Another Indigenous leader and activist was killed in Colombia as authorities refuse to acknowledge the return or existence of paramilitaries in native communities. Yoryanis Isabel Bernal Varela of the Wiwa tribe in the Sierra Nevada de Santa Marta, a strong spiritual Indigenous territory, fought to protect Indigenous and women’s rights in her community. “They took away a great leader, and when this happens, our culture is diminished because there are not many people brave enough to face our issues in public order, which is always dangerous,” said head of the tribal council of the Arhuaco, Kogui and Wiwa peoples, Jose de los Santos Sauna.

Eyewitnesses said that she was threatened with a gun by several people on motorcycle, who then shot her in the head, reported Contagio Radio.
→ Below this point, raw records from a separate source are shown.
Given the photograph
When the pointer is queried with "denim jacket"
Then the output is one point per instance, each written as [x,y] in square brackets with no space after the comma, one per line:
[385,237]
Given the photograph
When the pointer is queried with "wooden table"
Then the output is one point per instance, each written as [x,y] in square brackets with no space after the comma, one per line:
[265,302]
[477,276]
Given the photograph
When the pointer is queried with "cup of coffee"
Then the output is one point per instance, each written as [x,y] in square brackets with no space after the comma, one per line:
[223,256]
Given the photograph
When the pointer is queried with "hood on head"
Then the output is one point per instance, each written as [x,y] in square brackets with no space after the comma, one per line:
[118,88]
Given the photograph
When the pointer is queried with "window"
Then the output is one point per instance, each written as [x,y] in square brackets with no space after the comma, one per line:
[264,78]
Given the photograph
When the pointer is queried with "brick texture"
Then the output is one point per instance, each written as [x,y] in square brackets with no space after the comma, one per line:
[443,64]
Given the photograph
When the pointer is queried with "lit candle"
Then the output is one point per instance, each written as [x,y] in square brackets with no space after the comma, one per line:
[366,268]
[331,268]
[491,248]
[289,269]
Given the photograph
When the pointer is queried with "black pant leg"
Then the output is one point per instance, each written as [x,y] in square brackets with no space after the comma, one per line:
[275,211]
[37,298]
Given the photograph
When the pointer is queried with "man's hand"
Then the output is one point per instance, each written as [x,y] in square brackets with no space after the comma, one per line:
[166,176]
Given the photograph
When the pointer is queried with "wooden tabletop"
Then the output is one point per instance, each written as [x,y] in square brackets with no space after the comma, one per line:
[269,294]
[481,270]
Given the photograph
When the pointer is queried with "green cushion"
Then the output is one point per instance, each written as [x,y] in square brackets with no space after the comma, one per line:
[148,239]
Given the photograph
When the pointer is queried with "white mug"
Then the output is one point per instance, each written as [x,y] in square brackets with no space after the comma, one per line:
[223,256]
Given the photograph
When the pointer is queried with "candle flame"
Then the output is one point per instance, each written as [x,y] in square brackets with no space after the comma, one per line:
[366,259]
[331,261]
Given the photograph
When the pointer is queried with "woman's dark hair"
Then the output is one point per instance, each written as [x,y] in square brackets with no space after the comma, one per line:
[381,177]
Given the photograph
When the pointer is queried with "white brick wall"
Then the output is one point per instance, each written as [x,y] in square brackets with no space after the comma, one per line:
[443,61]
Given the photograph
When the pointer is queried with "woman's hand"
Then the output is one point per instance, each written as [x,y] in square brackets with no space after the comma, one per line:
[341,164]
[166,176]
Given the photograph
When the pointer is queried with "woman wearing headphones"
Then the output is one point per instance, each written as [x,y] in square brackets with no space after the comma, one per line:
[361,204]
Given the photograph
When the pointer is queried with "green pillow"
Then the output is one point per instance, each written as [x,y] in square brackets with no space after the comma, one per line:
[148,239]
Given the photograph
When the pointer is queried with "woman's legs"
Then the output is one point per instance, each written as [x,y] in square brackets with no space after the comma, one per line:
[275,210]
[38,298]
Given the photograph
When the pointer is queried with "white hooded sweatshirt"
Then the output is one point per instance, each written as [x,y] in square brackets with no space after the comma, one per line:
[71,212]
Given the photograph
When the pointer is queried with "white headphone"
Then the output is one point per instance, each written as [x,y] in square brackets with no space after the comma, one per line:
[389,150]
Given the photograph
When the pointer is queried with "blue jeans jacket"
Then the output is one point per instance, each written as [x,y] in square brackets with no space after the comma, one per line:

They suspect the assassins were paramilitaries, but an investigation is underway. So far, police have revealed that Bernal Varela was arrested in 2004 for endorsement of oil trafficking.

“Indigenous people are being threatened and intimidated,” said secretary of the Wiwa Golkuche organization Jose Gregorio Rodríguez shortly after her murder on January 26. “Today they murdered our comrade and violated our rights. Our other leaders must be protected.”

At least 119 human rights defenders have been killed in Colombia since the government signed the peace accords with the Revolutionary Armed Forces of Colombia, FARC. Still, officials are in denial of the presence of paramilitaries, which have been reported to have been emboldened by the retreat of the FARC through the peace accords.
 
“There are no paramilitaries, and to assume there are would be to grant them political assurances to those who don’t deserve them,” said Defense Minister Luis Carlos Villegas on RCN Radio a week before Bernal Varela’s murder. “There are killings, but they’re not systematic. If they were, I would be the first to acknowledge it.”
 
Two weeks before, prominent peace activist Emilsen Manyoma, an Afro-Colombian woman that led CONPAZ, or Communities Constructing Peace in the Territories, was killed alongside her husband.

A few days before that, Indigenous rights activist Olmedo Pito Garcia, who organized with the Landless Movement of Manuel Quintin’s Grandchildren, was stabbed as he was walking home. He was also a member of Marcha Patriotica, which lost 120 members since the group was founded in 2012, a chilling reality that social leaders have argued is part of a new political genocide in Colombia.